In einem weiteren Teil führt van Reybrouck aus, wie sich seit der Jahrtausendwende zunehmend der Gedanke an Losverfahren wieder Gehör verschafft und wo an welchen Stellen damit experimentiert wird. All jenen, die wie die Kaninchen vor der Schlange gebannt auf die turnusmäßigen Wahlen starren, mag es entgangen sein, aber die Krise des Systems öffnet der direkten Beteiligung zunehmend die Türen. Beispiele aus den Niederlanden, Belgien, Großbritannien, Kanada und den USA belegen, dass der Gedanke der durch Losverfahren erstellte Gremien zur politischen Entscheidungsfindung unter den unterschiedlichsten Bezeichnungen zu einer markanten Bewegung geführt haben.
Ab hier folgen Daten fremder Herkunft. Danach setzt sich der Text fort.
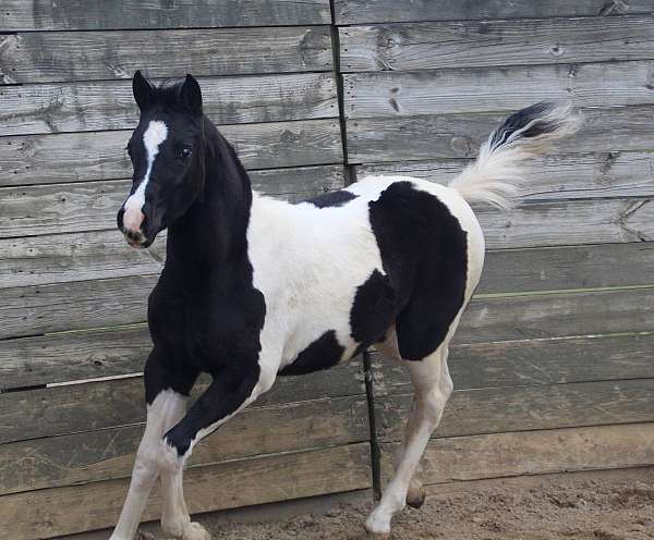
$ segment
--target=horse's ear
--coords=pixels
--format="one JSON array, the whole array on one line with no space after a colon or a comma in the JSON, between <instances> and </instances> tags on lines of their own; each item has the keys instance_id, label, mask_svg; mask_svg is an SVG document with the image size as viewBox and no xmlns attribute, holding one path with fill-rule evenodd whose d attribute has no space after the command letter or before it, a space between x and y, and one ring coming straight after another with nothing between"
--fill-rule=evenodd
<instances>
[{"instance_id":1,"label":"horse's ear","mask_svg":"<svg viewBox=\"0 0 654 540\"><path fill-rule=\"evenodd\" d=\"M147 109L147 103L153 95L153 87L145 79L141 73L141 70L134 73L134 78L132 79L132 90L134 91L134 99L136 100L138 108L142 111Z\"/></svg>"},{"instance_id":2,"label":"horse's ear","mask_svg":"<svg viewBox=\"0 0 654 540\"><path fill-rule=\"evenodd\" d=\"M186 79L182 85L182 100L195 114L202 114L202 90L193 75L186 74Z\"/></svg>"}]
</instances>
In ihnen liegt die Chance einer notwendigen, einer lebensnotwendigen Erneuerung des politischen Systems. 

Van Reybroucks Buch ist aufklärerisch und inspirierend zugleich und es weist darauf hin, dass Demokratie heißt, gemeinsam über die Zukunft zu beraten und nicht, sich gegenseitig einen Kampf um Ressourcen zu liefern und im Status Quo zu verharren.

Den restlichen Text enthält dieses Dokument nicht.